Identifying Key Challenges of Hardness-Based Resampling
Pawel Pukowski, Venet Osmani
TL;DR
This work interrogates hardness-based resampling as a means to reduce class-wise performance disparities by aligning class training data with estimated hardness via sample complexity. It assesses model-based hardness estimators (AUM, EL2N, Forgetting) on CIFAR-10/100, implementing undersampling and four oversampling schemes with a tunable imbalance factor, and evaluates robustness across ensemble sizes. Across extensive experiments, hardness-based resampling yields negligible, non-systematic gains in class-level performance or gap reduction on balanced data, challenging the practical applicability of the approach. The authors identify core obstacles—no ground-truth hardness, instability of hardness rankings across estimators and datasets, and oversampling's limited expressive power—and demonstrate, in a pruning case study, that carefully structured imbalance can sometimes improve overall accuracy and fairness, pointing to promising directions such as advanced data generation and alternative regularization strategies.
Abstract
Performance gap across classes remains a persistent challenge in machine learning, often attributed to variations in class hardness.
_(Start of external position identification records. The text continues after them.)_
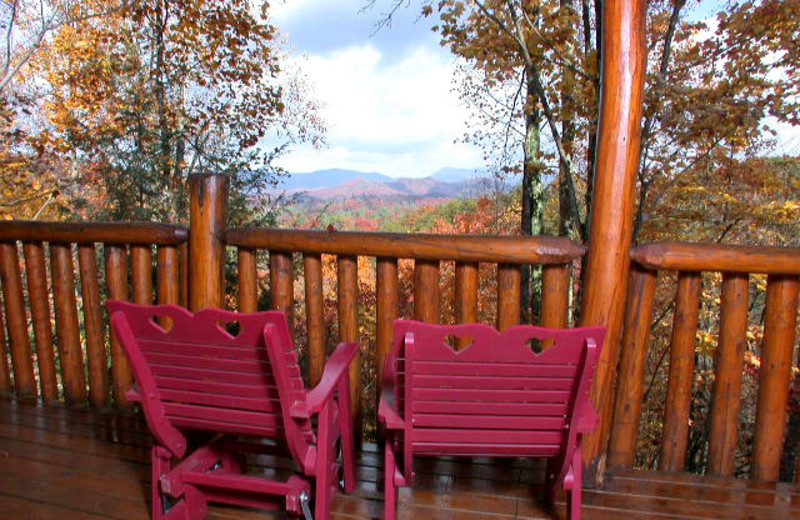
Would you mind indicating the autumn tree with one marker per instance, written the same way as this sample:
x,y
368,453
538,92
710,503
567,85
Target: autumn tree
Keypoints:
x,y
531,73
141,98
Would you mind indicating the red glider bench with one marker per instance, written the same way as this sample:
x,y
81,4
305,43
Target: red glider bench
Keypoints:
x,y
193,375
496,397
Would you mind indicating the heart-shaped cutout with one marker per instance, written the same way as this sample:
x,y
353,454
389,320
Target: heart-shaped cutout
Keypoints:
x,y
459,343
538,346
163,324
232,328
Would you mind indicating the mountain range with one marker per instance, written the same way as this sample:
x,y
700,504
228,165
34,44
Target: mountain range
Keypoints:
x,y
337,184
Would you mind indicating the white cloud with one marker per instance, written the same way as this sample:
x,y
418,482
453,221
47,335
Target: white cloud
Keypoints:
x,y
398,117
One way to quantify class hardness is through sample complexity - the minimum number of samples required to effectively learn a given class. Sample complexity theory suggests that class hardness is driven by differences in the amount of data required for generalization. That is, harder classes need substantially more samples to achieve generalization. Therefore, hardness-based resampling is a promising approach to mitigate these performance disparities. While resampling has been studied extensively in data-imbalanced settings, its impact on balanced datasets remains unexplored. This raises the fundamental question whether resampling is effective because it addresses data imbalance or hardness imbalance. We begin addressing this question by introducing class imbalance into balanced datasets and evaluate its effect on performance disparities. We oversample hard classes and undersample easy classes to bring hard classes closer to their sample complexity requirements while maintaining a constant dataset size for fairness. We estimate class-level hardness using the Area Under the Margin (AUM) hardness estimator and leverage it to compute resampling ratios. Using these ratios, we perform hardness-based resampling on the well-known CIFAR-10 and CIFAR-100 datasets. Contrary to theoretical expectations, our results show that hardness-based resampling does not meaningfully affect class-wise performance disparities. To explain this discrepancy, we conduct detailed analyses to identify key challenges unique to hardness-based imbalance, distinguishing it from traditional data-based imbalance. Our insights help explain why theoretical sample complexity expectations fail to translate into practical performance gains and we provide guidelines for future research.